Doctor of Philosophy (PhD)


Social Work and Social Research


This research investigated the connection between attachment, affect regulation, eating disorders and Animal-Assisted Therapy (AAT), a connection that has not previously been examined. The conceptual lenses for this research identified eating disorders as one of many possible examples of difficulties in regulatory functioning and attachment. The connection between attachment and affect regulation, combined with the literature on eating disorders that identifies affect dysregulation as a primary factor in the etiology of eating disorders, provided the conceptual grounding for the research. This exploratory study, through intensive interviews, examined 20 adult women’s experience of AAT among women who used AAT in their eating disorder treatment. The results of this exploratory study suggest that the symptoms of ED may have a relational functionality for the individual, even if there are other developmental, cognitive, and physical costs associated with these same symptoms.
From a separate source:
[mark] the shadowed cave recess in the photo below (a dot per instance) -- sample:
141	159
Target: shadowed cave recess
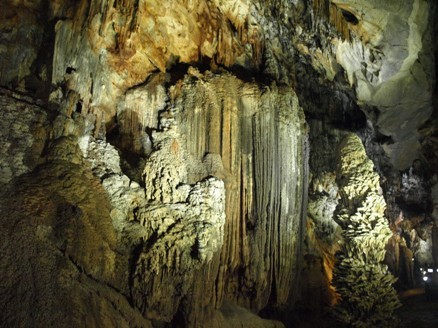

Through the lens of attachment theory, eating disorders can be seen as having an “attachment function”; a way to maintain connection even if it is an inauthentic interpersonal connection. Then, the eating disorder is an imperfect, or partial solution for the individual who both desires connection but cannot tolerate being “known” authentically for fear of rejection. Therefore, AAT may provide, either within individual or group modalities, potentially reparative experiences that help foster a strong link between affect and body experiences for women struggling with eating disorders. The results of this study may have clinical and treatment implications for eating disorders. In particular, eating disorder treatment may benefit from thinking about the individuals’ attachment representations, and the development of creative, sensory engaging, and restorative interventions as an adjunct to other therapies.